A.Mann: Not so, I had 25 to 30 people working at that time and we were a really well organized team with full support for the drivers. We had several Service cars with us and although there was little time to do repairs on the Mustangs, we never had a major problem with technical support. Sometimes we had to shift one or the other repair to the next Etappe, but that did not cause any problems. Our TDF team was a perfect one, especially in those times. Indeed we had to help the Porsche team out with our service. The Huschke von Hanstein team even did not have welding equipment on their service van. The Porsches had some suspension cracks in the final 3 days and actually we did some welding on their cars to keep them in the race. Those were the times, when everybody was even helping his competitors. As the result showed they (the Porsche) were not really competitive in such an endurance race. BTW - Two guys of my old race team are still around in my company right now.

 I have read that the Service cars - the Econoline Vans were equipped with 427 big block engines? Is that true?

Ford Econolines were used by Alan Mann Racing as racing service vehicles. One of them - a green one - had a 427 (or rather a 390) built in by Holman Moody. (See remark on right)

A.Mann: Only one had a 427. It was installed by John Holmann and it came to us in green colour. The others (about 8) had standard engines. We used those over the years as our service wagons and they were very reliable and good cars. We had a lot of fun with this special 427 engined car. It was really brute. I do not remember what happened to it afterwards. I guess it was sold here in the U.K.

Ed: Rumours are around that the 427 Econoline was crashed in a speed accident later.
John Grant (mechanic of Alan Mann later told us it was definitely not a 427, but a 390. He said he should know as he worked on it and later was working also on drag cars like the 427 Mustang brought over to Santa Pod.
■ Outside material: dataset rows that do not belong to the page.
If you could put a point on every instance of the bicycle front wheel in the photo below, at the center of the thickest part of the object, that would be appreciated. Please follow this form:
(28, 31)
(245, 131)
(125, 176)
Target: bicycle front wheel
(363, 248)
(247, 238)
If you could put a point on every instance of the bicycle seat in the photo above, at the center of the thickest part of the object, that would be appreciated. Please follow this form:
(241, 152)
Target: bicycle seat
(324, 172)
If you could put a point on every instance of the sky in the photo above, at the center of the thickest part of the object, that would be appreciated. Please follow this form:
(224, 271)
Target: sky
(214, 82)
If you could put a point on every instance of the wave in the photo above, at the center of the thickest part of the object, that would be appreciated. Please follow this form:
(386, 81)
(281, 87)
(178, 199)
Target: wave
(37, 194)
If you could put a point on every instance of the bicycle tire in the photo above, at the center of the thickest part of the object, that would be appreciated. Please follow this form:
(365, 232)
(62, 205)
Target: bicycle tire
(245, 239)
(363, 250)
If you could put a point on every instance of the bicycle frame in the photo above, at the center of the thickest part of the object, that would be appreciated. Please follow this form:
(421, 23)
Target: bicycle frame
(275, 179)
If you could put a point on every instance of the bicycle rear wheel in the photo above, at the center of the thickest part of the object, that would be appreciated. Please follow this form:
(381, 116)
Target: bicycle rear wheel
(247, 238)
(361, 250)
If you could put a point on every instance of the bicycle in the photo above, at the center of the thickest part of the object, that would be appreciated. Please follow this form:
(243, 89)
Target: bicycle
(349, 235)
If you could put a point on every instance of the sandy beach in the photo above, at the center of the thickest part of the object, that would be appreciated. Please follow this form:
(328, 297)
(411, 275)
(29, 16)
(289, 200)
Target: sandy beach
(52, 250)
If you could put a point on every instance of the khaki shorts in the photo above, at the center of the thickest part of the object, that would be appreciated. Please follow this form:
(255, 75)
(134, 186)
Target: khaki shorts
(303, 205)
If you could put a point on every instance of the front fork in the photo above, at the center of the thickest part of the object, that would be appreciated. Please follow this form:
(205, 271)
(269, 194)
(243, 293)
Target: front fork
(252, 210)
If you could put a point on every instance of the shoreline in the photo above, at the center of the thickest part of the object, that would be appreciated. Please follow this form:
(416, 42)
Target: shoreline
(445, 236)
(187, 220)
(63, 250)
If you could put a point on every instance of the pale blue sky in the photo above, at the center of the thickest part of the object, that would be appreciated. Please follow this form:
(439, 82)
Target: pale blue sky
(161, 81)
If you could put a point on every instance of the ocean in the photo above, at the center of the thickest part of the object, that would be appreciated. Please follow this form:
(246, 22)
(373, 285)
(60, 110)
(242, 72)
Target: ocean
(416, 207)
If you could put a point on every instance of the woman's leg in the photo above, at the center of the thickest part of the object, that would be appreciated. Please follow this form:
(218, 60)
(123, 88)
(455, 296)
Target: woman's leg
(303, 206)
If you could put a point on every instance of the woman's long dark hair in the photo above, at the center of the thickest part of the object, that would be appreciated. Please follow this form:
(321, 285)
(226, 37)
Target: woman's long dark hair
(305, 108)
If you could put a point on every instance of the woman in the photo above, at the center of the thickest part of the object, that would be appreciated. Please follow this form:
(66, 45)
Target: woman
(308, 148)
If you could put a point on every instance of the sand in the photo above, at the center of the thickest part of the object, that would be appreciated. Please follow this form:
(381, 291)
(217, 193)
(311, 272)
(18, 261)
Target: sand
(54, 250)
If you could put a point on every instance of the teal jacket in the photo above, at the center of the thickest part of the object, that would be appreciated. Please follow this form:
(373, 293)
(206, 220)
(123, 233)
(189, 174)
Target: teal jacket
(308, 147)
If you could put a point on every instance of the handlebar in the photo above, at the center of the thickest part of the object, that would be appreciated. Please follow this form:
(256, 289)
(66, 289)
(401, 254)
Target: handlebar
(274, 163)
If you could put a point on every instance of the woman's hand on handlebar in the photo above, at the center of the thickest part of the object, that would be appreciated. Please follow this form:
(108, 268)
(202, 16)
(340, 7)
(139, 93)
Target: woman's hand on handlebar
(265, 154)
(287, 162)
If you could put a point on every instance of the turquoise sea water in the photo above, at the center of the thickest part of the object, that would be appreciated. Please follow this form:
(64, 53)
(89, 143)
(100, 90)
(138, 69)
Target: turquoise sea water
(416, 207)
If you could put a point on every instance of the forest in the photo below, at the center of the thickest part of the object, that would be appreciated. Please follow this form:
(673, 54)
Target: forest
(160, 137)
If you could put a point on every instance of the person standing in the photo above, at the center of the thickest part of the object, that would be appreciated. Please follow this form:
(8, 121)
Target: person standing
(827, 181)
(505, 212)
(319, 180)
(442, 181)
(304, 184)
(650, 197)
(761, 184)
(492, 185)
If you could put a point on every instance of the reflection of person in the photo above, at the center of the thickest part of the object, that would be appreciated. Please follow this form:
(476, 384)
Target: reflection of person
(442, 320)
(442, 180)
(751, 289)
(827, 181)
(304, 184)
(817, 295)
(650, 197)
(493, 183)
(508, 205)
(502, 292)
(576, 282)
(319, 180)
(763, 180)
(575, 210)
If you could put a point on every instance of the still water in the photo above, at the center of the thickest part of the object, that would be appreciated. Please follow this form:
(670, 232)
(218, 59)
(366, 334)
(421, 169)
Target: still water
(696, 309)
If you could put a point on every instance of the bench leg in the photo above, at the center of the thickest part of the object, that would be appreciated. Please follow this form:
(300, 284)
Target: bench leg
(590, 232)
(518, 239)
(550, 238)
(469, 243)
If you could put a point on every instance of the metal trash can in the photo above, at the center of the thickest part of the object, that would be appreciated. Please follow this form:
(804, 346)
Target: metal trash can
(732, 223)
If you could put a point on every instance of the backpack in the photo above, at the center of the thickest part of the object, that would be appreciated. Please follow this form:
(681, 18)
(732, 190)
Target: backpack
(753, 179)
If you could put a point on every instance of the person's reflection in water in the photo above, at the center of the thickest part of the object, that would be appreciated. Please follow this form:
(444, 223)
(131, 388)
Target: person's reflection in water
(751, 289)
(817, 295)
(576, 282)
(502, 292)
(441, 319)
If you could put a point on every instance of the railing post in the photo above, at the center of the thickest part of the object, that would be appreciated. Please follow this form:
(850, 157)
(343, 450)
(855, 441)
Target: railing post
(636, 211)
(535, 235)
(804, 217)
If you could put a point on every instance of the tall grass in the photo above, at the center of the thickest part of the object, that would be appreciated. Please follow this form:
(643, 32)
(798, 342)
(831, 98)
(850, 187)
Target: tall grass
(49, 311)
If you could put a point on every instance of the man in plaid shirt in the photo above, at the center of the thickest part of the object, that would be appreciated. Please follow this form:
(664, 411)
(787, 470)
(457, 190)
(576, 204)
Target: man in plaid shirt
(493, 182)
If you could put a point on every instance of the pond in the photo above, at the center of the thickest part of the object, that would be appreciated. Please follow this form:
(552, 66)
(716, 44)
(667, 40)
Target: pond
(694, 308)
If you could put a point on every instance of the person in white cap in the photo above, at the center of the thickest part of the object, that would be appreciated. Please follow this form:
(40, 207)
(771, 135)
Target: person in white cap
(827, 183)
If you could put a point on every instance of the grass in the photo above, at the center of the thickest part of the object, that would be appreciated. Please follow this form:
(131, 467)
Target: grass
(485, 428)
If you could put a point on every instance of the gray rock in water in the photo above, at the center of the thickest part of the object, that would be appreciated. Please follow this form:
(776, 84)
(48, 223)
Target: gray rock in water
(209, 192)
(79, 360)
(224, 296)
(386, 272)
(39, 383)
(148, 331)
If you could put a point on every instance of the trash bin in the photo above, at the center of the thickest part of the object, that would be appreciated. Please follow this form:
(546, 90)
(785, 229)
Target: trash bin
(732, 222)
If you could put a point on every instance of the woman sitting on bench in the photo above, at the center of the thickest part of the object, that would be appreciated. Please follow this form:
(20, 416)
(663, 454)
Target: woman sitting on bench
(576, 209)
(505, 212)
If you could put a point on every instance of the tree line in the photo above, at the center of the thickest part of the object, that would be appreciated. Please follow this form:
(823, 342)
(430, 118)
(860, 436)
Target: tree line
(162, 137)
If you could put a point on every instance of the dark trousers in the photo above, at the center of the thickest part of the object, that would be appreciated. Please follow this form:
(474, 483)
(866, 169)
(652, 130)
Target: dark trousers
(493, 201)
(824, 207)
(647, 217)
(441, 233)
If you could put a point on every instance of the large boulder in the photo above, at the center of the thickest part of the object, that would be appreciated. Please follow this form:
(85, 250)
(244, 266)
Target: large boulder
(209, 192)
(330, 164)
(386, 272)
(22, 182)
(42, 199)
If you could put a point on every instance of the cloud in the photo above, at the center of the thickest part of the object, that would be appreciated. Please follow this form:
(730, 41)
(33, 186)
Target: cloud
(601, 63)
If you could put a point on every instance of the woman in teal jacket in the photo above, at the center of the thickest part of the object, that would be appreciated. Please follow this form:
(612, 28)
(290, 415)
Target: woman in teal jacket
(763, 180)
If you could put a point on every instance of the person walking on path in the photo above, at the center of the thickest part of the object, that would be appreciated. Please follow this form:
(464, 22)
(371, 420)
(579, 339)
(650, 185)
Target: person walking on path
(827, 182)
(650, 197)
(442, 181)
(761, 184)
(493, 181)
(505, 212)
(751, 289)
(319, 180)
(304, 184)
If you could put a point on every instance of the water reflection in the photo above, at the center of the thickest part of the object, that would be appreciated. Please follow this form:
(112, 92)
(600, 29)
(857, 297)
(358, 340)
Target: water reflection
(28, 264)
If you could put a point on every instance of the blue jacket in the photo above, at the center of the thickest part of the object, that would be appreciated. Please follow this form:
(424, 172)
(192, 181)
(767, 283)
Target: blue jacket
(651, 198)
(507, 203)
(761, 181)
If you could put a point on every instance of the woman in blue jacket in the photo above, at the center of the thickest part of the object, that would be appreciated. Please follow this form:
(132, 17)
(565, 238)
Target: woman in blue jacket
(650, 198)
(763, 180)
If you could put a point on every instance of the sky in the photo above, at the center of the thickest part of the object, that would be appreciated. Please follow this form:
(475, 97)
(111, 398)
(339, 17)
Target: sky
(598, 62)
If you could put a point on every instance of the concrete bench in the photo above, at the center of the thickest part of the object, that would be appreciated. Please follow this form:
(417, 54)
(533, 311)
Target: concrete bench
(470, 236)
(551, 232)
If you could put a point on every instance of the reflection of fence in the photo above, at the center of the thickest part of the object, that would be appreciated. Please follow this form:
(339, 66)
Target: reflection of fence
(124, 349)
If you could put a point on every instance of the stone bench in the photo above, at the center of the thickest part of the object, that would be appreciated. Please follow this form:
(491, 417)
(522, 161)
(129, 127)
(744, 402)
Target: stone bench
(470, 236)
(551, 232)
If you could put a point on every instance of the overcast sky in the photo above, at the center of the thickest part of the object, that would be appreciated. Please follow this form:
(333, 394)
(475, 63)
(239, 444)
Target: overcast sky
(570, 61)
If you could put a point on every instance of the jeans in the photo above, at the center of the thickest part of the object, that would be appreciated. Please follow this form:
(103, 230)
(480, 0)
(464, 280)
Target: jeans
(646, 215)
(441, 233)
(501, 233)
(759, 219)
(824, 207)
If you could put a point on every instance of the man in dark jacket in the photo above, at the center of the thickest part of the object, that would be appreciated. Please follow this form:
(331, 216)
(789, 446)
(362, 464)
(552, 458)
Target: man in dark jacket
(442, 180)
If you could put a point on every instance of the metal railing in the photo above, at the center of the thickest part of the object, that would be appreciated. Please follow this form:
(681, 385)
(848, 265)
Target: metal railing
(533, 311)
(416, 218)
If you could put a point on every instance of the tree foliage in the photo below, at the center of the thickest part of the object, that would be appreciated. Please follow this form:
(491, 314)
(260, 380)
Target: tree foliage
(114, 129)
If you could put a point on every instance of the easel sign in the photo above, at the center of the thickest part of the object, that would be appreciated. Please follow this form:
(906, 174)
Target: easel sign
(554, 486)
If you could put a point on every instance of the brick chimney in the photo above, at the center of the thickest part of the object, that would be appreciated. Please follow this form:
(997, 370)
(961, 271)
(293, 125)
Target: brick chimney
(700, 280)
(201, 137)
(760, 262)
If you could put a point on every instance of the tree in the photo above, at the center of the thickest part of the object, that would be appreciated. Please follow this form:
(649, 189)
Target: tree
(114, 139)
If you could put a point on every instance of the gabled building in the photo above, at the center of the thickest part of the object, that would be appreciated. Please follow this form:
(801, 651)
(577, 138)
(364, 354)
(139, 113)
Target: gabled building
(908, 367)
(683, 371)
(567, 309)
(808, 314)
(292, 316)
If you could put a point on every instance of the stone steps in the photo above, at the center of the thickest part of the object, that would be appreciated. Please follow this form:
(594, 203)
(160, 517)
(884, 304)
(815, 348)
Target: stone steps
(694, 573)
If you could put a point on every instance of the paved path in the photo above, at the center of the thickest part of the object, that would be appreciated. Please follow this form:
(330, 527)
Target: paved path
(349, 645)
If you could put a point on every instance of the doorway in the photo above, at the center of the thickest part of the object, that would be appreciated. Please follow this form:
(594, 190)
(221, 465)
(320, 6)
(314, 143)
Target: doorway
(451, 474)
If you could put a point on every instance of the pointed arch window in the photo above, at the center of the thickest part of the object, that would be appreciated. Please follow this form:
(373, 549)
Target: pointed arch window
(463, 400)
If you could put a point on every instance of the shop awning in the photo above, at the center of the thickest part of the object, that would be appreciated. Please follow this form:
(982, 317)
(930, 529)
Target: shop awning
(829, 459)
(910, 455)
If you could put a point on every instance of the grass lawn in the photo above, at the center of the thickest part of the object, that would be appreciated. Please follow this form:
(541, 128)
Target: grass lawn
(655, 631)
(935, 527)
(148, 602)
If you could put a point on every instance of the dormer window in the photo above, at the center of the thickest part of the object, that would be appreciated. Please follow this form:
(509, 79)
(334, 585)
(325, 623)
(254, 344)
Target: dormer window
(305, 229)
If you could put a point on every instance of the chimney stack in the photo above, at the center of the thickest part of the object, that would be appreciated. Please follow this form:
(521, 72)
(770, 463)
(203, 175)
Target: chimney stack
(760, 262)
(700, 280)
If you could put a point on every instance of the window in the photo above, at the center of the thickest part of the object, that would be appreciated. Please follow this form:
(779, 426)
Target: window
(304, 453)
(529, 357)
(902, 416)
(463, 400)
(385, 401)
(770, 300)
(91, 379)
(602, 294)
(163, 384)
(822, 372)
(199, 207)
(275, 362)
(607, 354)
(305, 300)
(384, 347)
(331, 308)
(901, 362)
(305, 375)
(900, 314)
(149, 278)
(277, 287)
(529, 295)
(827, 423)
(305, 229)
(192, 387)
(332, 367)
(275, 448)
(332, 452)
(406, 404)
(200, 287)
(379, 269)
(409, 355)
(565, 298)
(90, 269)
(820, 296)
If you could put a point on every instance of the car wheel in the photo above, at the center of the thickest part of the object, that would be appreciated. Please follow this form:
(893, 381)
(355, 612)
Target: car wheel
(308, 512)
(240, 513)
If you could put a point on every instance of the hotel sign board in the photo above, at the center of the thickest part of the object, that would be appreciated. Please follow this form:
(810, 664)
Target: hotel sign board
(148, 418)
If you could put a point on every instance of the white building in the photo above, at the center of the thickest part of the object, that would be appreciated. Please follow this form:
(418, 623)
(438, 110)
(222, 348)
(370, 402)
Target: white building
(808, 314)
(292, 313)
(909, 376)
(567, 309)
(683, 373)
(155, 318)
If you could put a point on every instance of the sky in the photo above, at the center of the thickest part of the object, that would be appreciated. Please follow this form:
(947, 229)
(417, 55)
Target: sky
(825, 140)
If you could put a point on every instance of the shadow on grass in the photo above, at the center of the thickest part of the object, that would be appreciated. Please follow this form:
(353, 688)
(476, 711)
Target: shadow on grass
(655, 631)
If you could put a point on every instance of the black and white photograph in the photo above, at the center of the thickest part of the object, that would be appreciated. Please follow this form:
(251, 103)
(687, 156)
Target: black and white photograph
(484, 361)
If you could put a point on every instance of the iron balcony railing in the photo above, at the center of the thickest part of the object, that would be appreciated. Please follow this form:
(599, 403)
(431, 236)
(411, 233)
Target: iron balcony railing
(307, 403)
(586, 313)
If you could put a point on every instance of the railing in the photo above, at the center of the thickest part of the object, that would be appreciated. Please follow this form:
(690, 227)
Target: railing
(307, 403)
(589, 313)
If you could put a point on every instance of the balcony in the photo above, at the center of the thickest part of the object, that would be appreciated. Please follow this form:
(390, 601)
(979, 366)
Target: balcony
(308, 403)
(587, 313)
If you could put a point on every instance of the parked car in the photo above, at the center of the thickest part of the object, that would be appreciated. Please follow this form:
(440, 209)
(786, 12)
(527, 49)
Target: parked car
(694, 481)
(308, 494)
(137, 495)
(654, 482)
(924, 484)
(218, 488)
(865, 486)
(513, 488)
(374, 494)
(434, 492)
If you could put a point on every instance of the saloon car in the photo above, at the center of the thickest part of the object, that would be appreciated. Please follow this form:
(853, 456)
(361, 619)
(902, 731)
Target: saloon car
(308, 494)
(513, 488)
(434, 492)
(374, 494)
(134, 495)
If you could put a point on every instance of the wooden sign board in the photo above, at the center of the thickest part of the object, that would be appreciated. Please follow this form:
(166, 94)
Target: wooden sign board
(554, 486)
He was absoulutely sure it was not a 427 in that Econoline, but a 390. 

  Do you remember any other incidents of the TDF 1964 and what was your experience with the Mustangs?
These pics are cut-outs of the photo set, that I bought from B. Cahier

A.Mann: Well, the Mustangs prooved to be very reliable and durable in their modified status. In fact we had only little problems with them. The incident that took Bo Ljungfeldt out of the race was an electricity failure again. The car simply did not start any more. He was later disqualified, but finished this race at Pau anyway.
Basically the first 5 days of the TDF are important for the victory of the race. I was intially driving the 4th spare car during the TDF from race to race, but we later had to take parts of it for the rallye cars. I remember that on one car the rear shock absorber plates broke and we had to dismount them from the spare car. We also used some other parts of the car for replacement.